Each step is a special token the model emits. Strong on benchmarks; requires a fine-tuned model. Some open implementations (self-rag series) exist.

Corrective RAG (CRAG)

Yan et al. (2024). After retrieval, evaluate whether the retrieved passages are good. If not, retrieve from a fallback (e.g. web search):

Retrieve top-k
  ↓
Evaluate relevance (cheap classifier or LLM)
  ↓
If low: trigger web search or alternate retrieval
  ↓
Filter / refine
  ↓
Generate

Good for systems with mixed-quality knowledge bases.

Agentic RAG

An agent (Stage 11) orchestrates retrieval over multiple tools and iterates:

Agent loop:
  - Decide what to look up
  - Call retrieval tool
  - Reason about result
  - Decide next: retrieve more, switch tool, answer, give up

Tools can include vector search, SQL, web search, internal APIs.

Used by ChatGPT’s browsing, Claude’s tool use, Perplexity’s pipeline. Slower and more expensive than naive RAG but handles complex queries.

GraphRAG

Microsoft’s pattern: build a knowledge graph from your corpus first; retrieve via graph traversal + community summaries.

Index time:
  - Extract entities and relationships from docs (LLM-driven)
  - Build a graph
  - Cluster the graph; summarize each community

Query time:
  - Map query to relevant communities
  - Retrieve community summaries + relevant chunks
  - Generate answer

Strong for global queries (“what are the major themes in this corpus?”) that defeat naive chunk retrieval. Expensive to index; cheap at query time once built.

RAPTOR

Sarthi et al. (2024). Recursively cluster chunks and summarize each cluster. Build a hierarchy of summaries above the raw chunks:

Raw chunks
  ↓ cluster + summarize
Cluster summaries
  ↓ cluster + summarize
Higher-level summaries
  ↓ ...

At query time, retrieve from any level. High-level for abstract queries; raw chunks for specific ones.

Multi-vector retrieval

Several vectors per chunk, different “facets”:

Title embedding
Content embedding
Question-style embedding (LLM-generated)
Summary embedding

Search all simultaneously; combine. Sometimes called “multi-representation” retrieval.

A simple version: index both the chunk and an LLM-generated question for that chunk; retrieve against both.

Late interaction (ColBERT)

We introduced this in embedding-models-for-retrieval.md. Multi-vector per chunk; query interacts with each token, max-pooled per chunk.

Higher quality than single-vector retrieval, but more storage and compute. Often used as a re-ranking step over top-100.

Time-aware retrieval

For knowledge that drifts:

Index documents with created_at and valid_until.
Boost more recent docs at retrieval time.
Filter explicitly when freshness matters.

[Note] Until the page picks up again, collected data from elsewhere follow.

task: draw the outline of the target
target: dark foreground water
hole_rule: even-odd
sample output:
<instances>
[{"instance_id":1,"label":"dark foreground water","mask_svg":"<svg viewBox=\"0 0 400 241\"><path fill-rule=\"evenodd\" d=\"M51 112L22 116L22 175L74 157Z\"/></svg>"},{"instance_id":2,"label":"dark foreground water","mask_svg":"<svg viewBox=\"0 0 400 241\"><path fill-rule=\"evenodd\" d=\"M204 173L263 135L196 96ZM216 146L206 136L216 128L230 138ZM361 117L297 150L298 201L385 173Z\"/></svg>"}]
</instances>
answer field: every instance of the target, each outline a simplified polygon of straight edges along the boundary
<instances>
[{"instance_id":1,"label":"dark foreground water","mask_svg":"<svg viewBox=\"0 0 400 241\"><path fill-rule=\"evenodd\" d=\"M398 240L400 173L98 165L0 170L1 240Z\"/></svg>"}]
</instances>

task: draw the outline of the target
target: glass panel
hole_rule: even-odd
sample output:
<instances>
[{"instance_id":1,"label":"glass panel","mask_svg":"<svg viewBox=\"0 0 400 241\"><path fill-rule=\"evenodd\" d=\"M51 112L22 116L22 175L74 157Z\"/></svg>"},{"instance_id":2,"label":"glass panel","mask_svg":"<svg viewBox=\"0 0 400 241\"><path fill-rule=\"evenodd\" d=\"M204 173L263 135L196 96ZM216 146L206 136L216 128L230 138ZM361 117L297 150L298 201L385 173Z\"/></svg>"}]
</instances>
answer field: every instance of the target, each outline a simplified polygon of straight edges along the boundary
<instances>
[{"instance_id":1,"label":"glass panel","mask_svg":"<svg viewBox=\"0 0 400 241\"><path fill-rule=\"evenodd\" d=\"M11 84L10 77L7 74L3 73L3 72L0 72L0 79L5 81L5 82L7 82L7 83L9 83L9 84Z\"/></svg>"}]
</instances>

Summary of when to use each

Pattern	When
Query rewriting	Conversational queries, vague queries
Query decomposition	Multi-part, multi-hop questions
HyDE	Short queries, semantic queries
FLARE	Long-form grounded generation
Self-RAG	When you can fine-tune; high-stakes grounding
Corrective RAG	Mixed-quality knowledge bases
Agentic RAG	Complex queries needing iteration
GraphRAG	Abstract / corpus-level queries
RAPTOR	Hierarchical knowledge, mixed query granularity
Late interaction (ColBERT)	High-precision rerank
Multi-vector	When chunks have multiple “angles”

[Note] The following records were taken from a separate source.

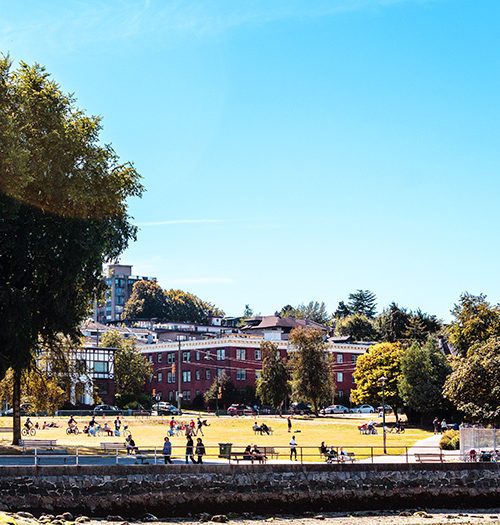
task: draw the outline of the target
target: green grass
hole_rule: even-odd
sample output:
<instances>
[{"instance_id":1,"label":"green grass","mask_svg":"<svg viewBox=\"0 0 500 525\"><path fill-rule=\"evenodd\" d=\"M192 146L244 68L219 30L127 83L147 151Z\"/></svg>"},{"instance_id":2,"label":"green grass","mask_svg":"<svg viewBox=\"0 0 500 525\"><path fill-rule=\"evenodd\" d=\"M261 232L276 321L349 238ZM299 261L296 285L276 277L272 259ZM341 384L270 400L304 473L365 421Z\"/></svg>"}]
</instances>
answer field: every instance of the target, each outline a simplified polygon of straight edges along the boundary
<instances>
[{"instance_id":1,"label":"green grass","mask_svg":"<svg viewBox=\"0 0 500 525\"><path fill-rule=\"evenodd\" d=\"M203 442L207 447L209 455L216 455L218 453L218 444L221 442L233 443L233 448L244 448L246 445L257 444L257 446L274 446L280 448L281 457L288 456L288 444L292 434L287 432L286 418L279 417L260 417L258 422L265 421L266 424L272 427L274 433L271 436L254 435L252 425L254 418L252 417L206 417L210 423L209 427L204 427L205 437ZM76 418L79 422L80 430L83 425L89 420L86 418ZM122 418L125 423L129 425L132 431L134 440L139 448L143 449L161 449L163 438L167 435L169 417L158 418ZM180 418L186 422L191 419L190 415L184 415ZM195 418L196 419L196 418ZM375 455L382 453L382 433L378 435L360 435L358 425L369 420L369 416L338 416L329 418L294 418L292 420L292 431L297 440L298 447L302 447L302 454L304 461L318 461L319 453L318 447L322 441L328 446L334 445L337 447L344 447L345 450L355 452L358 458L362 456L369 456L371 449ZM378 420L378 418L375 418ZM78 436L67 436L66 420L67 418L32 418L33 421L39 421L40 424L44 420L57 421L61 427L56 429L39 430L34 439L57 439L58 445L66 447L99 447L102 441L121 441L123 438L117 437L89 437L85 434ZM108 424L112 426L113 417L108 417ZM390 420L392 421L392 420ZM12 420L10 418L1 418L1 426L11 426ZM380 431L380 429L379 429ZM387 447L390 454L402 454L405 447L411 447L415 442L429 437L431 432L417 428L408 428L404 434L387 434ZM12 436L10 434L0 434L0 439L4 444L10 441ZM186 439L183 435L174 436L171 438L174 447L174 455L180 455L181 450L185 446ZM299 448L300 454L300 448Z\"/></svg>"}]
</instances>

Don’t reach for these too early

A naive RAG with good embeddings, hybrid search, and a re-ranker covers most cases. Add complexity when:

You’ve measured a specific failure mode.
You have an eval set to verify the new technique helps.
The complexity is justified by the gain.

Premature complexity is the #1 RAG anti-pattern. Each new layer is another thing to debug, monitor, and pay for.